Friday, March 4, 2011

Cool Technology of the Week

In a world focused on green energy, conservation, and working more efficiently, why do we run escalators when no one is using them?

In Japan, they do not.

Above is a video from the Narita airport near Tokyo which shows the escalators to the gates.   They run at a very slow speed, just enough to overcome the inertia of starting them up.   When a passenger walks near the escalator platform, the rate increases and the escalator runs at full speed until 30 seconds after the passenger leaves the escalator.  Here's a link to another example from the Seoul airport.

The end result is that energy is only expended when its needed.

It's this kind of creative thinking - using energy only when its needed - that defines our green power future.

On demand escalators - that's cool.

That's cool!


Pedro Meireles said...

Dear John,

I find it strange that the same thing doesn't happen in the US. I live in Portugal, a small country in Europe (next to Spain) and here we have many examples of those types of escalators.

So, you don't have to go to Japan to see those kinds of "innovations". You just have to visit this little country called Portugal!

Best regards.

Anonymous said...

Dr.

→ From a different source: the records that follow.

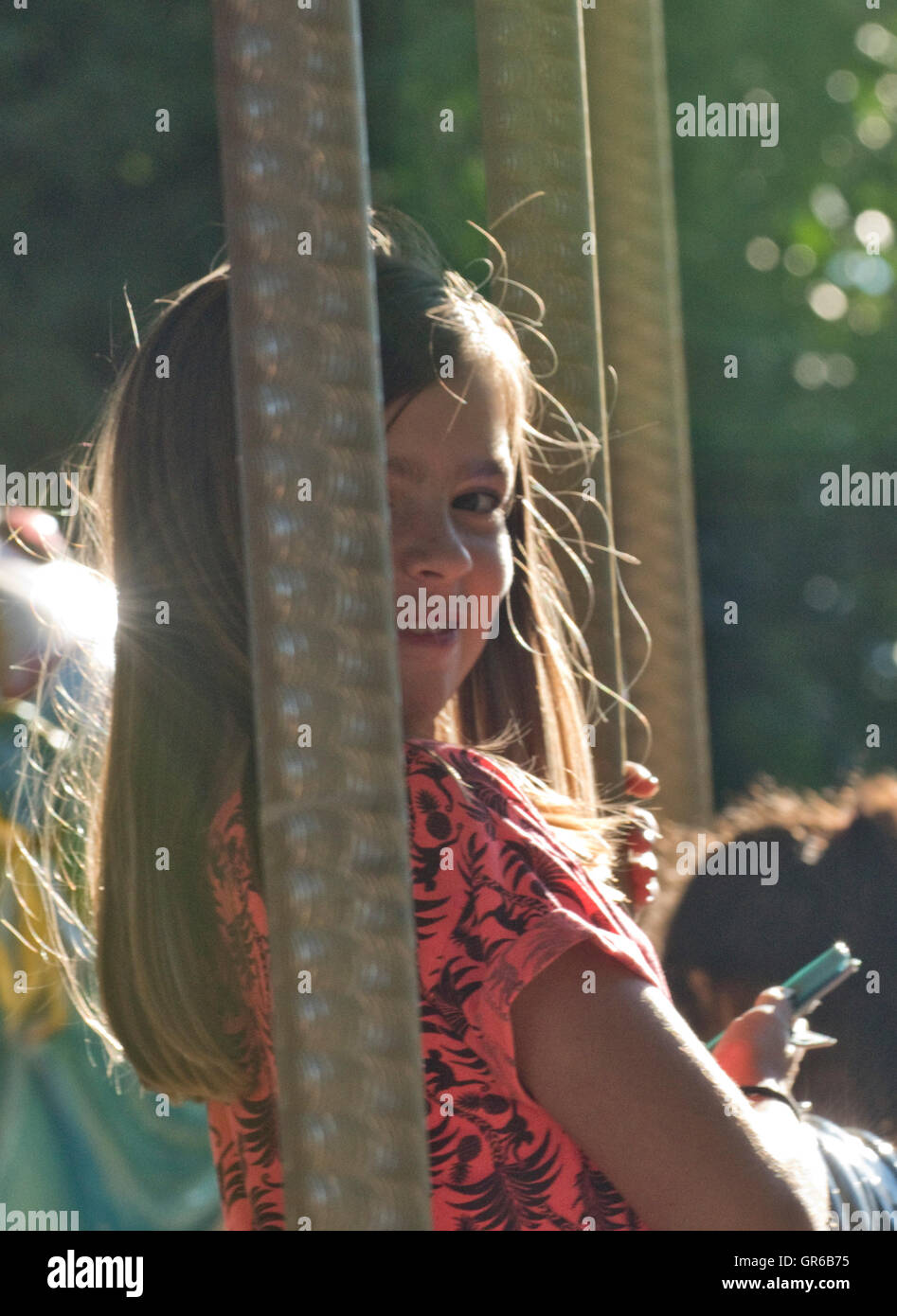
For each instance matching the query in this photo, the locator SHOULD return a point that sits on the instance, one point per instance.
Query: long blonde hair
(142, 957)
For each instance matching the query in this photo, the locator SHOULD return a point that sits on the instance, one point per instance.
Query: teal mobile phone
(816, 979)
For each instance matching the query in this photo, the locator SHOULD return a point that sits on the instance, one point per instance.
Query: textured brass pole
(333, 826)
(536, 140)
(651, 461)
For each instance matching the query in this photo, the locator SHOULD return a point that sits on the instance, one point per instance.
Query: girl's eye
(484, 493)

H.,

There is another simple bit of technology that I have seen in Asia and Europe that has never been adopted in the US, but could save a lot in energy.

Simply put, in order to run electricity in a hotel room, the key must be inserted in device in the wall.
For the amount of people that leave the lights, A/C, and/or television on when they are staying in a hotel, this would save a lot of energy that is purely wasted from people being inconsiderate.

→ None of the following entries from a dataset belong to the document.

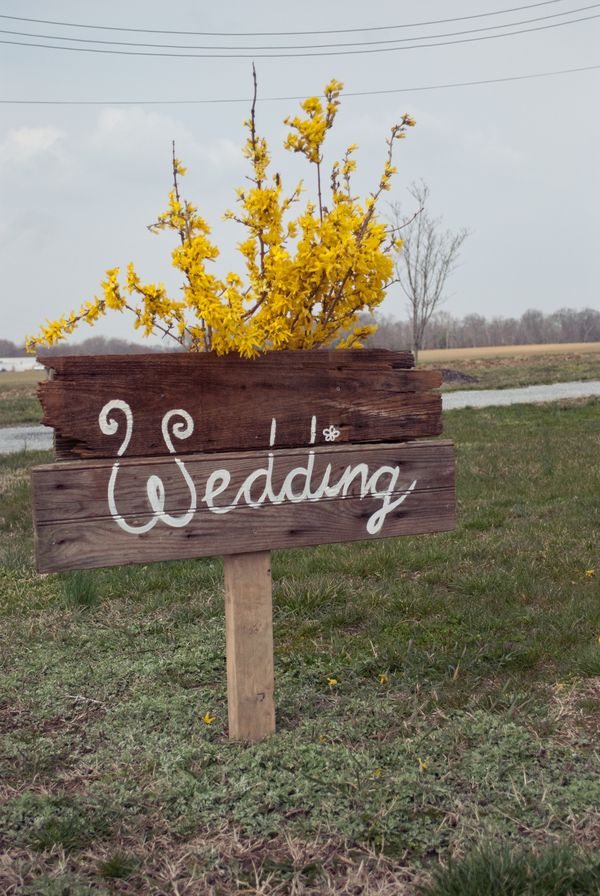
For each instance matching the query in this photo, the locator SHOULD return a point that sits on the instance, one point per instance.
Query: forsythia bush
(306, 278)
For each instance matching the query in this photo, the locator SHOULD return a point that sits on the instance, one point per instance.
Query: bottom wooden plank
(372, 492)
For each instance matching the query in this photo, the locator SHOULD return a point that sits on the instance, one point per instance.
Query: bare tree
(428, 256)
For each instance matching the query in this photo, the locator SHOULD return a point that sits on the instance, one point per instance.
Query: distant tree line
(95, 345)
(443, 331)
(474, 330)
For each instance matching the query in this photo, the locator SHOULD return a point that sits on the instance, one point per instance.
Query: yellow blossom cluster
(307, 279)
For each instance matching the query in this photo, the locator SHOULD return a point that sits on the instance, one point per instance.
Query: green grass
(481, 738)
(525, 370)
(18, 402)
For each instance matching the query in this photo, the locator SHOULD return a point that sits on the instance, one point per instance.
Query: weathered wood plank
(238, 503)
(368, 395)
(249, 640)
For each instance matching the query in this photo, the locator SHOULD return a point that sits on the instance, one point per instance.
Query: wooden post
(249, 640)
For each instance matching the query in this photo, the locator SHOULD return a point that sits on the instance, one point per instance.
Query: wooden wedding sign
(172, 456)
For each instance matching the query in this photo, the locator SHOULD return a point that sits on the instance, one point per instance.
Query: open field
(464, 716)
(18, 403)
(514, 366)
(441, 356)
(479, 368)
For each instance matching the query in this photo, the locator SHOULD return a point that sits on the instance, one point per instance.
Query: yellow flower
(306, 280)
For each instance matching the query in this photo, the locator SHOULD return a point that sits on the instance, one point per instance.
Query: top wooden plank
(230, 403)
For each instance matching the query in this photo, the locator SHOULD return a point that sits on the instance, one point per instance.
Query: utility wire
(463, 40)
(278, 99)
(480, 15)
(119, 43)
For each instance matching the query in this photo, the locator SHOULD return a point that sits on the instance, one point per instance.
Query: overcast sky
(515, 162)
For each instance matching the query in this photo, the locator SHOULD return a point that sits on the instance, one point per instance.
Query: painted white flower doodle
(331, 433)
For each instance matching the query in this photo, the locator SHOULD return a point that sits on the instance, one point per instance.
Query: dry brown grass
(215, 864)
(442, 356)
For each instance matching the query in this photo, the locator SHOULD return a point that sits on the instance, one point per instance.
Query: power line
(277, 99)
(480, 15)
(300, 46)
(420, 46)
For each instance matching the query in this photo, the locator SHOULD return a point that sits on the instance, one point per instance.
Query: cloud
(144, 137)
(23, 146)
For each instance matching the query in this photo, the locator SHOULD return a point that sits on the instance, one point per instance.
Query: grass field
(456, 754)
(18, 402)
(513, 366)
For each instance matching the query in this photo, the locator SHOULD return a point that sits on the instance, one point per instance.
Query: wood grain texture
(75, 529)
(249, 640)
(369, 395)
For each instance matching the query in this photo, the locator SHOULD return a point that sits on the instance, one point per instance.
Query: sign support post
(249, 640)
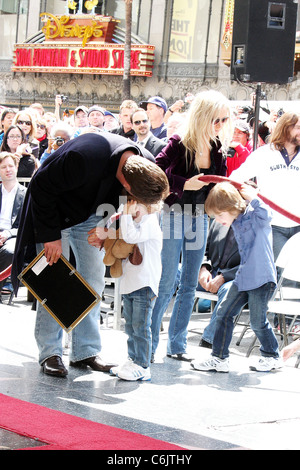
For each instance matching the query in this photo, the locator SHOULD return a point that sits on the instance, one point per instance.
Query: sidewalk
(196, 410)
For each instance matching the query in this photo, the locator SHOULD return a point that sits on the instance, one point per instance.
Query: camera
(230, 152)
(59, 141)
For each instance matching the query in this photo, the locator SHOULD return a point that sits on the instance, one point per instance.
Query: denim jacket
(253, 233)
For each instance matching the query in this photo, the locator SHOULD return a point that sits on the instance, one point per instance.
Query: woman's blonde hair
(224, 197)
(198, 133)
(281, 132)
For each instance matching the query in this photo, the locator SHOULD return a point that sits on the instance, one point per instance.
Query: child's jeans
(258, 306)
(137, 308)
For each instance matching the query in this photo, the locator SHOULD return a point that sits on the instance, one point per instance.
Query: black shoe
(95, 363)
(54, 366)
(181, 357)
(205, 344)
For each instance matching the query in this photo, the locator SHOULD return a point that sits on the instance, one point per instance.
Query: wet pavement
(196, 410)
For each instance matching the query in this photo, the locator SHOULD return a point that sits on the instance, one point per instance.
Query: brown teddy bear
(117, 249)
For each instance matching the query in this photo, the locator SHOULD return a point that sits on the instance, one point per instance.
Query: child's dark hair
(148, 182)
(224, 197)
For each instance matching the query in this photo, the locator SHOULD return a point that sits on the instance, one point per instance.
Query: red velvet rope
(237, 185)
(6, 273)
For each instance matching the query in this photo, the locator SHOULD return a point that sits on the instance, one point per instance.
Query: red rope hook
(237, 185)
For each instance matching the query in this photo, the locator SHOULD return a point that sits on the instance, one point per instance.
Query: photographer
(60, 134)
(240, 146)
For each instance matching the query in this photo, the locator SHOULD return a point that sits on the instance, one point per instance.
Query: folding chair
(286, 298)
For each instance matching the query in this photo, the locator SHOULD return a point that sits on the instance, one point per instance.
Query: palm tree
(127, 50)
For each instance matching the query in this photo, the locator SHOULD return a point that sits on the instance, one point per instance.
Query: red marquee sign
(78, 45)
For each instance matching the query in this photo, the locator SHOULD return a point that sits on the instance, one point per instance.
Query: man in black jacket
(73, 190)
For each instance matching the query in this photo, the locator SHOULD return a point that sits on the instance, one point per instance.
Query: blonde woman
(199, 150)
(27, 122)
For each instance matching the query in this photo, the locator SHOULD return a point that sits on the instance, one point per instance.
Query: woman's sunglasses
(28, 123)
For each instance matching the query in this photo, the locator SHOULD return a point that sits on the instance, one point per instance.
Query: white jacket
(148, 236)
(276, 181)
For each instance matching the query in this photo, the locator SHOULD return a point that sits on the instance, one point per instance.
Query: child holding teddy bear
(139, 283)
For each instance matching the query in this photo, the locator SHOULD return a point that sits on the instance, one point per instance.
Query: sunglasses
(137, 123)
(28, 123)
(218, 120)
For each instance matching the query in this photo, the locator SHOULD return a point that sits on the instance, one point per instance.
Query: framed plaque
(60, 289)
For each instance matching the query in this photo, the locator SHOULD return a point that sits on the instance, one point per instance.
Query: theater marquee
(81, 44)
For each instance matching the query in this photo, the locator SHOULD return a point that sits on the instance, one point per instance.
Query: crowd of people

The most intriguing part is how many rural and out-of-the way hotels in places like Singapore and Portugal that had this technology and I can't imagine why it can't be implemented in America.

fairhavenhorn said...

I've always assumed that it was some sort of safety or liability phobia that kept these out of the US. I've seen them for years in Europe.

Nico said...

Dear John,

I was surprised to see these magic escalators as big news on your page. In Germany we have many of those escalators where there's no steady "traffic" (e.g. train/subway stations). I even remember their existence when I was a child (late 80s/early 90s).

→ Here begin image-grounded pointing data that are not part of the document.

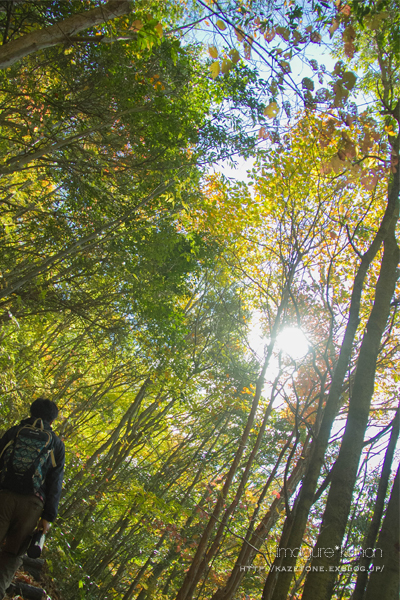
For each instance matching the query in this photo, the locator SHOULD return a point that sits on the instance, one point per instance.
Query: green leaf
(272, 110)
(215, 69)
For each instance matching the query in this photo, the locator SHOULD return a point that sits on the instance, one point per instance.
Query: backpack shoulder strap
(5, 447)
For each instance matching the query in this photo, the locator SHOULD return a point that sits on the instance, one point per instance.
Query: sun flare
(293, 342)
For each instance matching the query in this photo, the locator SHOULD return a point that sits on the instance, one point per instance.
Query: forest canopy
(158, 300)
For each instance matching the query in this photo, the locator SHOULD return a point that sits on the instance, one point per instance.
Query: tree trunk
(60, 32)
(319, 583)
(370, 540)
(384, 579)
(282, 580)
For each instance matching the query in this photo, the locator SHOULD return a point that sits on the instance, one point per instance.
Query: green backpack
(26, 458)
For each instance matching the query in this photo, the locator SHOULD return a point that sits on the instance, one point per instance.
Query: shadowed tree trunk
(370, 540)
(319, 584)
(384, 583)
(60, 32)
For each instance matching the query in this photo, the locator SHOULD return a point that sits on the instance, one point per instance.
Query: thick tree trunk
(384, 579)
(370, 540)
(319, 583)
(278, 583)
(60, 32)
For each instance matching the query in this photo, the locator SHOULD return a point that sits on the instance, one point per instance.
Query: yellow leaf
(226, 66)
(389, 130)
(285, 66)
(272, 110)
(213, 52)
(235, 56)
(214, 68)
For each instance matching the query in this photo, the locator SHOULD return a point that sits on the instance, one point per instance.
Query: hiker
(31, 473)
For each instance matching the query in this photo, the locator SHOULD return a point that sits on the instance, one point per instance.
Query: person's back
(31, 472)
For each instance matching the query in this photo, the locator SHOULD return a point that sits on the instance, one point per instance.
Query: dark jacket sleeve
(7, 437)
(53, 483)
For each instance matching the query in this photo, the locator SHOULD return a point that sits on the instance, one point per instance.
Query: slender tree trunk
(282, 580)
(384, 579)
(60, 32)
(319, 584)
(197, 566)
(255, 539)
(370, 540)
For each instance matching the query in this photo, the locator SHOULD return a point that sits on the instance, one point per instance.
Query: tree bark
(60, 32)
(319, 583)
(370, 540)
(384, 579)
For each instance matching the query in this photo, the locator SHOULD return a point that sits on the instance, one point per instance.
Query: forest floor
(45, 582)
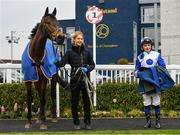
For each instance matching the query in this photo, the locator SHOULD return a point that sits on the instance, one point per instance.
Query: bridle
(52, 30)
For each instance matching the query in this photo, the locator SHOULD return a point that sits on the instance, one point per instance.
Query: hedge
(117, 98)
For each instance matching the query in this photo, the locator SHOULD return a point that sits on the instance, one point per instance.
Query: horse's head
(51, 27)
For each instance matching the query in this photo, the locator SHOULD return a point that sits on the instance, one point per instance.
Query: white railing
(10, 73)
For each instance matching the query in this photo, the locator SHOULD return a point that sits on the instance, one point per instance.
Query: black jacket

Margaret Polaneczky, MD (aka TBTAM) said...

Congrats on your appearance in the IPAD2 video!

k.i.T.z said...

Yup, saw you on the iPad2 video too, you were cool! I first heard of you from the CareGroup case I did in one of my Information Systems seminar classes. Needless to say, I'm a big fan. :)

Anonymous said...

Hmm, why not go a little further and actually generate electricity when someone is going down the escalator. Meaning, let the gravity create the downward movement and use the motion to create electricity.

cbmd4u said...

Dear J.H.

I saw these for the first time in Brazil this last year and was also impressed with it and the Hotel key light connection not to mention that in Brazil 1/3 of cars are running LNG. We are clearly in the hands of wasteful petroleum
barrons that what to sell and raise
the price of their product as fast and as much as possible.

Lets have HIMSS pay attention and look for opportunities. Wish you had been at HIMSS. Still no jump
drive record registration on arrival and certainly can't go from one vendor to the next to interchange your record.